個性使ってヒーローのラブドール作ってみた 作:マイティP
いつものことですが、女性に対してキツイ描写があるので注意がいるかもしれませぬ
第11話 一般客の三人組
雄英高校の体育祭当日。
体育祭用に新たに設置された入場検査ゲートの前は、大勢のマスコミと一般の観客たちでごった返していた。
単純にそれだけ規模が大きく人気のあるイベント、というだけではない。
先日の
その場に集まった人々は多少不満な顔をしつつも事情を聴いて納得し、無事検査を終えた暁には浮かれた顔で屋台が立ち並ぶ敷地内へと足を踏み入れていく。
そんな浮かれた人々の中には、周りの雰囲気にしっかり溶け込んだ
「ほらな。特に問題なかっただろ?」
三人組の先頭に立つ男はそう言って後ろの二人を振り返る。
それは潜入のために自身の顔を別のものへと変えていた作間だった。
服装もいつものくたびれたスーツではなくジーンズにジャケットというありふれたものへと変え、完全に別の人物へと成り代わっている。
「あぁ。案外ザルなんだな。また何かに使えそうだ」
作間の言葉にそう返したのは死柄木弔。
彼の姿もまた、掌マスクを全身に纏った悍ましい姿ではなくなっている。
着ている服こそ上下ともに黒色のパーカーにズボンと怪しげだが、特徴的な白髪は黒髪へ、乾ききった肌も健康的なものへと変わり、『ちょっと陰気な青年』ぐらいの見た目になっていた。
ただ作間の個性では他人の目を変える事は難しいため、死柄木の赤い目だけはそのままである。
「店長! 私ちょっと行っていい!?」
「好きにしろよ」
「ぃやったー!」
そしてマイペースに屋台へと駆け出して行ったのは憑城庵。
今日の庵は目鼻立ちのはっきりした金髪美人の体に憑依しており、半袖のシャツにミニスカートという非常に活動的な姿をしている。
すらりとした体は非常に動かしやすいようで、屋台へと向かう足取りはとても軽やかだ。
そうして歩くたびにスカートから覗く健康的な太ももに視線を集めながら、庵は目をキラキラさせながら屋台の食べ物を物色していた。
そんな彼女を見た死柄木は思わず呟く。
「……いいのか? 結構目立ってるぞ、あいつ」
「いいんだ。あくまで客として目立ってるだけだからな。むしろ俺たちの隠れ蓑になってくれる」
「そうか?」
「そうとも。あいつが嘘偽りなく楽しんでる雰囲気を出してくれると、こっちはあいつに連れてこられた二人組を演じるだけで良くなるからな」
今回の潜入における作間の心配事は、もちろん死柄木弔だった。
事前に話した限りではちゃんと理性的で暴走するなんて事は無いように思えたのだが、彼が纏っている空気だけはどうにもならなかったのだ。
そこで悩みぬいた作間が考えたシナリオは、あえてテンション高めの庵を好き勝手に行動させて、自分と死柄木はそんな彼女に連れてこられた友人という立場を取る事だった。

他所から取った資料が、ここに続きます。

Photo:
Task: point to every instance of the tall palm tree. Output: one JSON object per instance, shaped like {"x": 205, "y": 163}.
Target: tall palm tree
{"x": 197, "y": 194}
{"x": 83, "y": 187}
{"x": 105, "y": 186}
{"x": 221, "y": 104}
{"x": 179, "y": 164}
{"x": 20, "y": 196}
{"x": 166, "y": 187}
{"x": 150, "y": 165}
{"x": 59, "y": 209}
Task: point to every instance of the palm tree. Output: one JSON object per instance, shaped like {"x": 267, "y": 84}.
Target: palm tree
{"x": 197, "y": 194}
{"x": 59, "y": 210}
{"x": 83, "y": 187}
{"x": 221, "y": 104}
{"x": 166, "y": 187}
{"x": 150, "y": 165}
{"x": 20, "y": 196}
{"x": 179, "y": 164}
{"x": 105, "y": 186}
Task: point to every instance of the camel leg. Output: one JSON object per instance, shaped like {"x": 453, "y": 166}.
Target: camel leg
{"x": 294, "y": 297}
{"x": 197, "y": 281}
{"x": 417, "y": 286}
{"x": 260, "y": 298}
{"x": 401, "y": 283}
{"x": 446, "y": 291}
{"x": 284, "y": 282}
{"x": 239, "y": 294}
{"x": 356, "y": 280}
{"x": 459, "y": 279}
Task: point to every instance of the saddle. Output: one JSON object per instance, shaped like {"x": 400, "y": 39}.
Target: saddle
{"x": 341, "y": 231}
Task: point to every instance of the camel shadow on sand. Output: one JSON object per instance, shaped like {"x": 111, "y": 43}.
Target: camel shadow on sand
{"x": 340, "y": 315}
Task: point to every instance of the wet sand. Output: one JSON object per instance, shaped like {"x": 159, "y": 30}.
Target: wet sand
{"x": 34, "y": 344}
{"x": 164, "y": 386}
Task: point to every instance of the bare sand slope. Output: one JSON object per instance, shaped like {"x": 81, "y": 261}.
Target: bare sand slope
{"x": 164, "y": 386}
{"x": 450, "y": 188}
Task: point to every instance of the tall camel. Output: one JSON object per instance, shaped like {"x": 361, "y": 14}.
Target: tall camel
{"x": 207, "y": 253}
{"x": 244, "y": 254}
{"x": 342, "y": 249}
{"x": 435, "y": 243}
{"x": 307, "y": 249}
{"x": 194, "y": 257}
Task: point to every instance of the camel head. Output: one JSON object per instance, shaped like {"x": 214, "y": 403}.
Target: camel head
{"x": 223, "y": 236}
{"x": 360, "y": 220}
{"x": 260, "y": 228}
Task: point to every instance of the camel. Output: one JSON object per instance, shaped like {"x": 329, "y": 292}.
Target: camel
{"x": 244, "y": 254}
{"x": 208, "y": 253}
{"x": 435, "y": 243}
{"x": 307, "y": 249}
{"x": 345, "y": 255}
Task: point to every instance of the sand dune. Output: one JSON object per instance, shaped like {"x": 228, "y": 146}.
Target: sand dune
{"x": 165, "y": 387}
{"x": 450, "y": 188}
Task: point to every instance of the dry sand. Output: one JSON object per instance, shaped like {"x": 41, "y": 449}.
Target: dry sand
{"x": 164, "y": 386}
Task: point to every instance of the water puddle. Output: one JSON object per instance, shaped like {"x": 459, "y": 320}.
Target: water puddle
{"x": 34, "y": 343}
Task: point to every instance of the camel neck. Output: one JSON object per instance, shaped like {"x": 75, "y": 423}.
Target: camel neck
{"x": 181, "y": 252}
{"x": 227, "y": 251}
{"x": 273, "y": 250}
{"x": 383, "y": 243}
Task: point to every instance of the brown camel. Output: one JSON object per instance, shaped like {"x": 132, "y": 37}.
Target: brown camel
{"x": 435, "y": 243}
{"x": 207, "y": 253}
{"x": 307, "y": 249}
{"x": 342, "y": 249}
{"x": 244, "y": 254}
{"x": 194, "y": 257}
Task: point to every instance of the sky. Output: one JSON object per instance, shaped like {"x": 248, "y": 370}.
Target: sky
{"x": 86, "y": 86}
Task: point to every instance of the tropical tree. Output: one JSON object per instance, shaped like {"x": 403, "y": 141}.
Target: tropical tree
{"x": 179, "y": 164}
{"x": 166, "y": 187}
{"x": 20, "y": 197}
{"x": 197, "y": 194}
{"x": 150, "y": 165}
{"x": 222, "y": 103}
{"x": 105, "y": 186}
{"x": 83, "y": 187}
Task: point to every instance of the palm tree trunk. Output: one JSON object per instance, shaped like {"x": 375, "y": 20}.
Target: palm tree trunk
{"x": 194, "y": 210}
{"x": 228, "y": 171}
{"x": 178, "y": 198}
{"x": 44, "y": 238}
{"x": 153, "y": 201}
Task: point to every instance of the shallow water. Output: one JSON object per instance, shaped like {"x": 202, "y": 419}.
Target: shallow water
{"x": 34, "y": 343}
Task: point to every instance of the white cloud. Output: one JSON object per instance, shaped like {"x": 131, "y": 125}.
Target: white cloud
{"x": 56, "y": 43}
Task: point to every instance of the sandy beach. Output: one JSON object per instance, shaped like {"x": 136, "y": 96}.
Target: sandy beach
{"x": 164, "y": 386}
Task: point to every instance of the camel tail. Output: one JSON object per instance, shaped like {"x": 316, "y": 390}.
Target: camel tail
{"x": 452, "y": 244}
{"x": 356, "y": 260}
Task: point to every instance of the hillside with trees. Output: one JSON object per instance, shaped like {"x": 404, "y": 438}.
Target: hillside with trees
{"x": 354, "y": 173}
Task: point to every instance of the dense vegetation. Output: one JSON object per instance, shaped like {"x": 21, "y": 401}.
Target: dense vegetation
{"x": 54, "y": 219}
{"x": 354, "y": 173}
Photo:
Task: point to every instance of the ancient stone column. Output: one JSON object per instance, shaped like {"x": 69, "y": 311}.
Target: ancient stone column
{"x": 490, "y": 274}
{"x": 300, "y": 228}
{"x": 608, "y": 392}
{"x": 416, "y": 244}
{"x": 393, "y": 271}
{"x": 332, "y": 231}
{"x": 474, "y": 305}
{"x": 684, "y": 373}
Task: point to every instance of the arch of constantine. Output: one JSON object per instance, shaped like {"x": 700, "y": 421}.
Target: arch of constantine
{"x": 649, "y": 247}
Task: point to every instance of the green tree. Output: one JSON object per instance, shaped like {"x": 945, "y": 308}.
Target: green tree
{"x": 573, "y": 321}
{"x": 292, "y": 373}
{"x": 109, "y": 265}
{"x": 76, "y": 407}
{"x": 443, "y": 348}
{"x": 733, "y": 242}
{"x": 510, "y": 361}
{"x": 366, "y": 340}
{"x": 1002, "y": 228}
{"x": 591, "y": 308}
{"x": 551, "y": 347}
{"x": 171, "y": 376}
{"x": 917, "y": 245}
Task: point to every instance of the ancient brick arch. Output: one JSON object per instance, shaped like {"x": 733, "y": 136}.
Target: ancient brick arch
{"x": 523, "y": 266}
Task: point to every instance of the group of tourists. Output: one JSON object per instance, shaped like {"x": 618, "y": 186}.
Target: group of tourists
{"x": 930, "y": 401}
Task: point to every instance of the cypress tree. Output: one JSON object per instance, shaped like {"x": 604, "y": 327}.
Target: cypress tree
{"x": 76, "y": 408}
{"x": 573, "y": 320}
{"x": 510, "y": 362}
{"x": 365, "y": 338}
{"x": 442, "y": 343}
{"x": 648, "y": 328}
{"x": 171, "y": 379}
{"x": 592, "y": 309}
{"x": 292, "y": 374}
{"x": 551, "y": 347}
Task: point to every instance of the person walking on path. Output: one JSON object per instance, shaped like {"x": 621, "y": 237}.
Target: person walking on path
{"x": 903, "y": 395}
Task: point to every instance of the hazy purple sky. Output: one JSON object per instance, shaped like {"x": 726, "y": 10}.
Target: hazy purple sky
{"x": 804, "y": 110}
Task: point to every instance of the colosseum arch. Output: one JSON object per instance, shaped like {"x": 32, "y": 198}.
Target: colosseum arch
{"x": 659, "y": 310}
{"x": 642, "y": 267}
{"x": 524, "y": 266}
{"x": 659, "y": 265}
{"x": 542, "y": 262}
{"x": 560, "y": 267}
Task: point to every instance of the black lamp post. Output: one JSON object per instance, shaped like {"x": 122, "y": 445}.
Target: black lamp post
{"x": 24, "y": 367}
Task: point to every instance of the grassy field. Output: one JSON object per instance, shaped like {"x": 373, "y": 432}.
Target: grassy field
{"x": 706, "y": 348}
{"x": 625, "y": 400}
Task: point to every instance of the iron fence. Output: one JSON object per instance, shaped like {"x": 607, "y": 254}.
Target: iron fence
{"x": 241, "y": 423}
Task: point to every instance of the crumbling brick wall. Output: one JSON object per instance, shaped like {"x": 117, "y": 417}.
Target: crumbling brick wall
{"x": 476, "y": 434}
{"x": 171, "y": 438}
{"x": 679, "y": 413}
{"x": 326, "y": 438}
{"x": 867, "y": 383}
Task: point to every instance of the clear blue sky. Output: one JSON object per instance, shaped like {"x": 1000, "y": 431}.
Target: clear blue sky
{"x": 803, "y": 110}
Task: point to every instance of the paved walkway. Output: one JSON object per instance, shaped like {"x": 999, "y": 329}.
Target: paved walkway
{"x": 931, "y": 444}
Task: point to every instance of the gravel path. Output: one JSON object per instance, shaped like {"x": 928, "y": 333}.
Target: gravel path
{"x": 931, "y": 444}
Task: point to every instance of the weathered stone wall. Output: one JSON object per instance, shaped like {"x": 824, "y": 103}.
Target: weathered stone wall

実際それはこれまでのところ有効で、体育祭へと向かう人々で混雑する雄英までの道を歩いている間、庵と共にいた死柄木や作間に懐疑的な視線が向けられる事は一切なかったのである。
「まぁゲートさえ通ればそういうのも気にしなくていいと思うけどな。襲撃事件の影響もあって検査は厳しかったが、だからこそ検査を通った人間を疑おうって思う人間は少ない」
「でも実際こうやって俺たちの侵入を許してる。笑えるよな」
「そこは俺を褒めてくれよ。まぁ、ここの検査がザルであることは否定しないけどな」
二人して雄英の甘さを虚仮にして笑い、弾む会話を楽しみながら目的の場所に向かって足を進める。
彼らの目的地は『一年生ステージ』の舞台となる巨大なスタジアムだ。そこで今回見るべき対象である『1-A』の生徒たちが競技を行うことになっている。
そうして歩き出した二人と同じ方向へと進む人は多く、それだけ今年の一年生は注目されているのだろう。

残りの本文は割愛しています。